Appellant maintains by his second issue that the punishment charge was fundamentally defective because the trial court erred in failing to instruct the jury on the law as contained in article 38.36 of the Texas Code of Criminal Procedure. Appellant concedes he failed to object to the omission, but argues the alleged error caused him egregious harm, under the analysis prescribed in Almanza v. State, 686 S.W.2d 157, 171 (Tex.Crim.App. 1985). We overrule the issue.
Article 38.36(a) provides:
[i]n all prosecutions for murder, the state or the defendant shall be permitted to offer testimony as to all relevant facts and circumstances surrounding the killing and the previous relationship existing between the accused and the deceased, together with all relevant facts and circumstances going to show the condition of the mind of the accused at the time of the offense.
Article 38.36(a) is essentially a rule of evidence. See Johnson v. State, 140 Tex. Crim. 145, 149, 143 S.W.2d 771, 773-74 (1940) (on reh'g) (interpreting a predecessor statute to article 38.36(a)). In Huizar v. State, 720 S.W.2d 651, 654 (Tex.App.-San Antonio 1986, pet. ref'd), the court noted that it was not mandatory to give an instruction based on a predecessor statute to article 38.36 nor reversible error to refuse to do so even though evidence contemplated by the statute had been introduced. See Roberson v. State, 144 S.W.3d 34, 42 (Tex.App.-Fort Worth 2004, pet. ref'd); Richardson v. State, 906 S.W.2d 646, 649 (Tex.App.-Fort Worth 1995, pet. ref'd).
Facts surrounding Terri's death and evidence of appellant's previous relationship with her, as well as his state of mind, were presented. The court's charge on guilt/innocence included language substantially tracking the language of article 38.36(a). The charge on punishment instructed the jury that "in deliberating on the punishment to be assessed, you may take into consideration all of the evidence admitted before you in the full trial of the case and the law submitted to you by the court." The trial court did not err by failing to include an instruction tracking article 38.36(a) in the punishment charge. See Jones v. State, 689 S.W.2d 510, 512 (Tex.App.-El Paso 1985, pet. ref'd), opinion vacated, 720 S.W.2d 535 (Tex.Crim.App. 1986). Because we conclude no error occurred, we need not address appellant's argument that the punishment charge was fundamentally defective and caused him egregious harm.
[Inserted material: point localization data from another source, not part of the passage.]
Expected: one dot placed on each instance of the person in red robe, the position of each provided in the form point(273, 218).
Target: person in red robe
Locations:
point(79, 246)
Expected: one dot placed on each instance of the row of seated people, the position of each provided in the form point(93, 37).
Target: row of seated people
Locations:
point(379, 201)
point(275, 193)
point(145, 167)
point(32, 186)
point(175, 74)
Having overruled appellant's issues, we affirm the trial court's judgment.
James T. Campbell
Justice
Do not publish.
1. Effective September 1, 1994, the Legislature amended the murder statute to provide for sudden passion to be raised by a defendant during punishment. See Act of May 27, 1993, 73rd Leg., R.S., ch. 900, § 1.01, 1993 Tex. Gen. Laws 3586, 3613. Although appellant identifies sudden passion as an "affirmative defense," under the statute it is a mitigating circumstance and not a true affirmative defense. Tex. Pen. Code. Ann. § 19.02(d); cf. Tex. Pen. Code Ann. § 2.04(a) (Vernon 2003). Appellant is correct, however, that the statute places on him the burden to "prove the issue in the affirmative by a preponderance of the evidence . . . ." Tex. Pen. Code Ann. § 19.02(d).
2. We note that the Court of Criminal Appeals' opinion in McKinney was issued after appellant's brief was filed. 179 S.W.3d at 565.
3. Branaman never met Terri, and his testimony was based on information from reports and records.